I started using openssl and my public/private keypair to do some basic
password encryption deciption for use with expect to test production
servers. I found myself first using expect and hard coding my password and then
when I shared the script with someone I start freaking out wondering if
I shared my password by accident. This solves things.
Encrypt your password using your public key and put it as a binary file
somewhere safe like ~/.ssh/.encpass - you have access to decrypt it and
you probably have your public/private key pairs there, but you are not
likely to send that off when you share your cool bash/expect script.
In your bash script, you can simply run the decrypt function:
pass=$(openssl rsautl -decrypt -inkey ~/.ssh/id_rsa.pem -in ~/.ssh/.encpass)
Now pass has whatever you encrypted and you can use it in your script.
Here's what you do to pull this off.

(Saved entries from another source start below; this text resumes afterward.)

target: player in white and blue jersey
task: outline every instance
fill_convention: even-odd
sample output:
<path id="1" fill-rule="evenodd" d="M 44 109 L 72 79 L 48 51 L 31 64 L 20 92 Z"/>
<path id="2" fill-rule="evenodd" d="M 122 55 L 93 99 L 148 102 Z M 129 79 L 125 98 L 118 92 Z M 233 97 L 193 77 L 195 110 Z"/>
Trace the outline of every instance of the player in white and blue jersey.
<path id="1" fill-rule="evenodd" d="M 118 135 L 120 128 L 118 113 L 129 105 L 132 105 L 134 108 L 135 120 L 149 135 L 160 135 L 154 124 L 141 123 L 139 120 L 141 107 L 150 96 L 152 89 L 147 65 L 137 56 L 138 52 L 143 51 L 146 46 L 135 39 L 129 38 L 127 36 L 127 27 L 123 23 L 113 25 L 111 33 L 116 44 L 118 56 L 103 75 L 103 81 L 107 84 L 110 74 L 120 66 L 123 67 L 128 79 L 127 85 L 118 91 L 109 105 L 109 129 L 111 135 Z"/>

First, create a pem file of your
public private key pair and then encrypt your password. Steps:
> cd ~/.ssh
> openssl rsa -in id_rsa -outform pem > id_rsa.pem
> openssl rsa -in id_rsa -pubout -outform pem > id_rsa.pub.pem
> echo "my safe password" > .secret
> openssl rsautl -encrypt -inkey id_rsa.pub.pem -pubin -in .secret -out .encpass
> rm -f .secret
That's it. No need to keep the raw password around, just the encrypted
value. There's other variants you could do, you could create the .encpass
when you need and delete it after, whatever your comfortable with.